Black, White & Read – Community Support By Verizon

A s the old riddle goes, it would be the newspaper. However, with their black, white and red logo and a strong commitment to literacy and diversity issues, our answer is: Verizon.

Many companies talk about a commitment to diversity. Some take the time to write it into their policies and procedures, but few actually use diversity issues as a yardstick to measure success. “Diversity has been a part of the fabric of the company in terms of how we allocate resources, manage the business and where we set our priorities. The whole issue of serving people with disabilities is a part of that. It’s a part of our diversity mix; it’s not just about race, but also about people with disabilities. I can’t stress how critical this role is to the corporation,” explains Dennis Bone, President of Verizon New Jersey and recipient of D.A.R.E.’s 2002 “Future of New Jersey” award. “One of the examples I use to explain our commitment to diversity is that our corporation’s officer’s bonuses are directly tied to our objectives in this area. So if we miss our diversity goals-whether it be through our employee mix or whether it be through our subcontracting or the other things we actually measure each year-then the bonuses are decreased. It’s a way of getting attention and taking something and turning it from words to actionable items.”

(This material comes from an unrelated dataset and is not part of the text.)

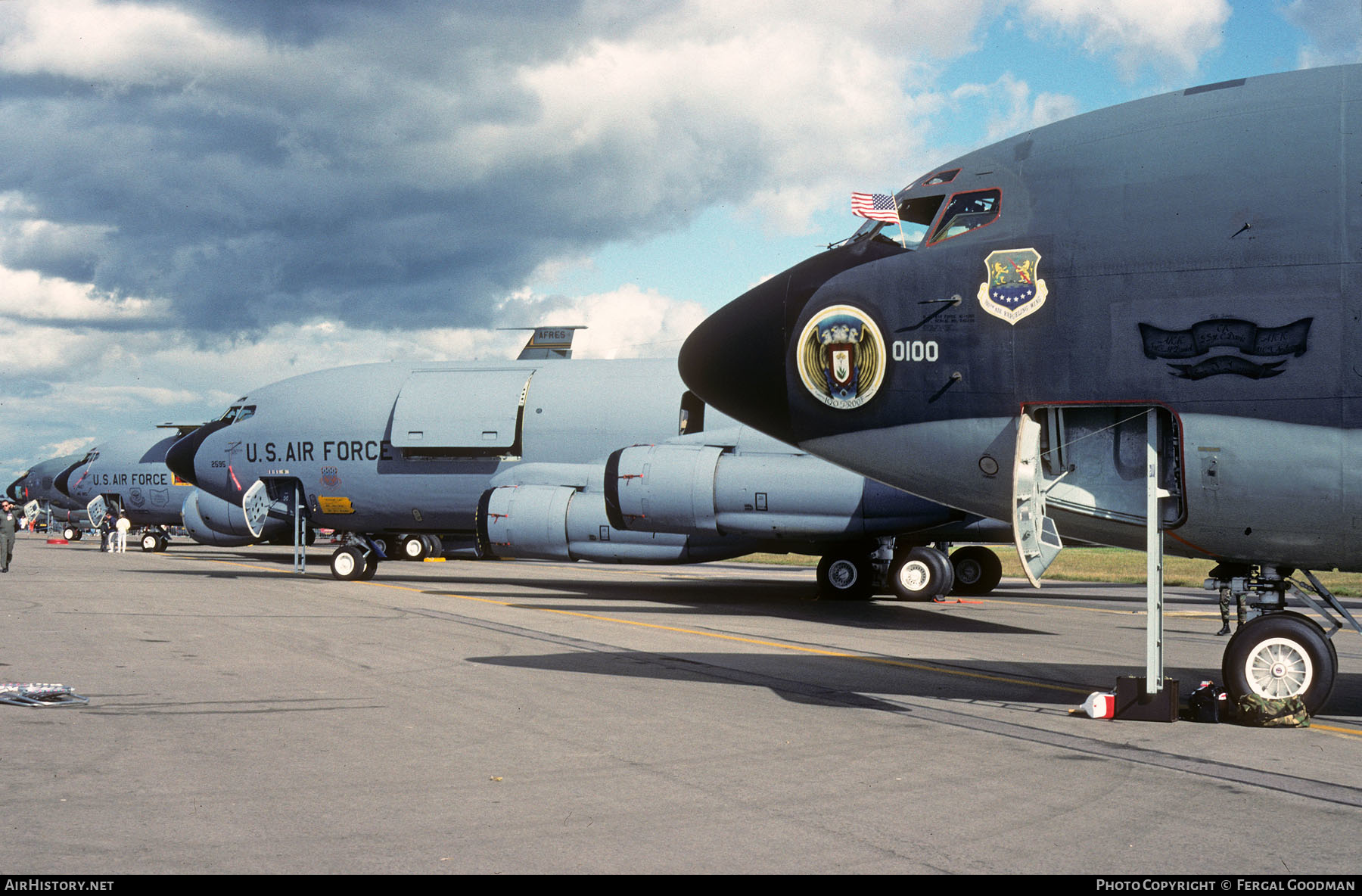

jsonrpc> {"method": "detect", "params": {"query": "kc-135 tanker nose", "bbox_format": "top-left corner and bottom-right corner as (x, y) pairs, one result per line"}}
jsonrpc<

While many companies strive to understand the minority groups that constitute a large percentage of their employee base, few have successfully tapped into the wealth of information that can come from teaming with these groups. To help them focus and improve in certain areas, Verizon created resource groups. “For example, there is a resource group that deals with African Ameri can employees and their issues, causes and concerns. As the President of Verizon New Jersey, I’m supportive of these groups because they are very constructive in their focus and mission,” said Bone.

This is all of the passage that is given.